Another 100 basis points is going to cause the economy to go into a tailspin, and eventually is going to be negative for the exchange rate, so we are in this situation right now.
Analysts said on Monday that they expected the Bank of England to accelerate its monetary policy tightening.
Roukaya Ibrahim, vice president at BCA Research, said in a research note Monday that the fiscal development implies that the BoE will need to tighten policy more aggressively than it would have otherwise.

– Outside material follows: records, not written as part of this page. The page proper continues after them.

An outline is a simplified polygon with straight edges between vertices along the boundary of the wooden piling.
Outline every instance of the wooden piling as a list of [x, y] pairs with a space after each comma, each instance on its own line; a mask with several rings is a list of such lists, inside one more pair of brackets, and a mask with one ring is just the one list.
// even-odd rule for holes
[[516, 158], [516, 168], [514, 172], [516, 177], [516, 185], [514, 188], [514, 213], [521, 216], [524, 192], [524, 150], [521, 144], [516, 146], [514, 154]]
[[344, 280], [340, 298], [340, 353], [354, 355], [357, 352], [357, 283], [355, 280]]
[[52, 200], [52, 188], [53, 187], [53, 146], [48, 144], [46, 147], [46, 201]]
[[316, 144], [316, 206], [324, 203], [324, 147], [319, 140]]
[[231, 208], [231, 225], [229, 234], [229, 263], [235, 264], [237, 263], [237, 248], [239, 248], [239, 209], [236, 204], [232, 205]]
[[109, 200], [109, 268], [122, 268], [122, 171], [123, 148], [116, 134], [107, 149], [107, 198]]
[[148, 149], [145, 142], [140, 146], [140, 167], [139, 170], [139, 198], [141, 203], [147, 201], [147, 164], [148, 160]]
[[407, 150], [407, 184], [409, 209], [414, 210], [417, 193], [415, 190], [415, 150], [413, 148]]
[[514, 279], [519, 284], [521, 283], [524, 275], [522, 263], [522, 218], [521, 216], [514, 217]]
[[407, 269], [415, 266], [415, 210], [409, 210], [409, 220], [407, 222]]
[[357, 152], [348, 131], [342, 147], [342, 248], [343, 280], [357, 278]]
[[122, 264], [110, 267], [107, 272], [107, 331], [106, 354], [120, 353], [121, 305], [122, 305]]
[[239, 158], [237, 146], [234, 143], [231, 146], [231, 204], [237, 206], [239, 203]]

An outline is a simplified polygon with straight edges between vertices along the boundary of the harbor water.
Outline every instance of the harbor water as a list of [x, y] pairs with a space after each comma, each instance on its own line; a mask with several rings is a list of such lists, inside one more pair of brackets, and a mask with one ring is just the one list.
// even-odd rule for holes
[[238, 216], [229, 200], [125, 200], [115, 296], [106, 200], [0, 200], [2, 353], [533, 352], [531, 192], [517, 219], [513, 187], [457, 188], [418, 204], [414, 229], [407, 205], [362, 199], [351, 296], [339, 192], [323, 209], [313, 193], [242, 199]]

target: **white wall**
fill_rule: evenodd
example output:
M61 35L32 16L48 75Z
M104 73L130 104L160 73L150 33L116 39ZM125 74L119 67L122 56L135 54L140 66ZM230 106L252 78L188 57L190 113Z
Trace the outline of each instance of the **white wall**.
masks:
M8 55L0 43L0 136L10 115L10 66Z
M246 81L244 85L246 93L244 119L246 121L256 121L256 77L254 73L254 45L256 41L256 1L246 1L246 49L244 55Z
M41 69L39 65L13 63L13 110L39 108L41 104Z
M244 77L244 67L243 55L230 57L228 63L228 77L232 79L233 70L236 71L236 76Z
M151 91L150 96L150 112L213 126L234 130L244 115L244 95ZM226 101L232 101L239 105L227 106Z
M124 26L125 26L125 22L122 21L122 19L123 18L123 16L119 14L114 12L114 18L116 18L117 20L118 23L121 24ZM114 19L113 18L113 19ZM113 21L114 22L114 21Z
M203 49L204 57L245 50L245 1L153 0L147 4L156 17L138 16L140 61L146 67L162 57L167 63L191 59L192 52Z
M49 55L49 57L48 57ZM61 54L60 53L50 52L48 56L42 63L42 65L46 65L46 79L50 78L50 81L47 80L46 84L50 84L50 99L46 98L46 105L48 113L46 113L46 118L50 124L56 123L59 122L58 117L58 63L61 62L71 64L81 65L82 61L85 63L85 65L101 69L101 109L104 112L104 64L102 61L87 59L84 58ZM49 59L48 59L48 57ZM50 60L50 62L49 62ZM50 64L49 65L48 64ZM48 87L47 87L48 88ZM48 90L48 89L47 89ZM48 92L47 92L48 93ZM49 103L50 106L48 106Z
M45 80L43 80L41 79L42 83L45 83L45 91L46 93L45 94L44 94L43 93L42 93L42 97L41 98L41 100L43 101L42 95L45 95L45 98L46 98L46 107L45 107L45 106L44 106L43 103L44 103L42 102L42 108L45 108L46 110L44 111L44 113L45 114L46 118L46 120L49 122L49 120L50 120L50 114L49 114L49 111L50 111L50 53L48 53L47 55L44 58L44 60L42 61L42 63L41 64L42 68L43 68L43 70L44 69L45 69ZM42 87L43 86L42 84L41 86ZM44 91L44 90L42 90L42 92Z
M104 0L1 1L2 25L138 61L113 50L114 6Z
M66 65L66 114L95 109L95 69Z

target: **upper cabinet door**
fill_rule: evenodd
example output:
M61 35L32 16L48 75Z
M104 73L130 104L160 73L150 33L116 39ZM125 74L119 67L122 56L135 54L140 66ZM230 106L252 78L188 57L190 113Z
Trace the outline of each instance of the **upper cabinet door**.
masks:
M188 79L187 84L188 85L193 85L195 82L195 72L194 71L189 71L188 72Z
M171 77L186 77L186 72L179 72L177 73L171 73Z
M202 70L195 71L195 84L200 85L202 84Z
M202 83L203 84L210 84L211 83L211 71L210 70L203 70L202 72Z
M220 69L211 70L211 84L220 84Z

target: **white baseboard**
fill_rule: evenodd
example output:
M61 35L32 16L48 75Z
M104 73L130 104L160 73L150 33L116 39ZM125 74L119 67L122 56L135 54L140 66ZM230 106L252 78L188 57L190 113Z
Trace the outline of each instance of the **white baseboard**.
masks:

The pound's selloff highlights that market participants are skeptical that foreign investors will be willing to fund the deficit amid a poor domestic economic backdrop.
The U.K. financial markets would suffer further due to the unfavorable policy mix.
The scale of tax cuts and lack of offsetting revenue or spending measures raised concerns about the country's fiscal strategy and policy mix.
The British lender expects the government to clarify its plans to balance the books through "spending cuts and reform outcomes" ahead of the November budget statement.
The government is expected to launch an energy saving campaign over the next few weeks.
Fiscal and energy saving should help to contain domestic and external imbalances.
In the context of supply impairments, a tight labor market and almost double-digit inflation, even the smallest positive demand shock may cause huge inflationary consequences.
He said that this could cause the Bank of England to raise interest rates by 75 basis points in November.
While the U.K.'s trade performance may be bleak, the fact that the country borrows domestically and invests abroad means its external position improves.
Fiscalsustainability metrics are not different from peers even though public debt is large. The risks of a balance of payment crisis should be mitigated by that.
The U.K.'s economic fundamentals do not call for a sharper hike than the bank's new baseline expectations of 75 and 50 basis points at the next two meetings.
We don't think the government will reverse course at this point. Rather, as mentioned above, we expect it to pull forward by speeding up structural reforms and the spending review.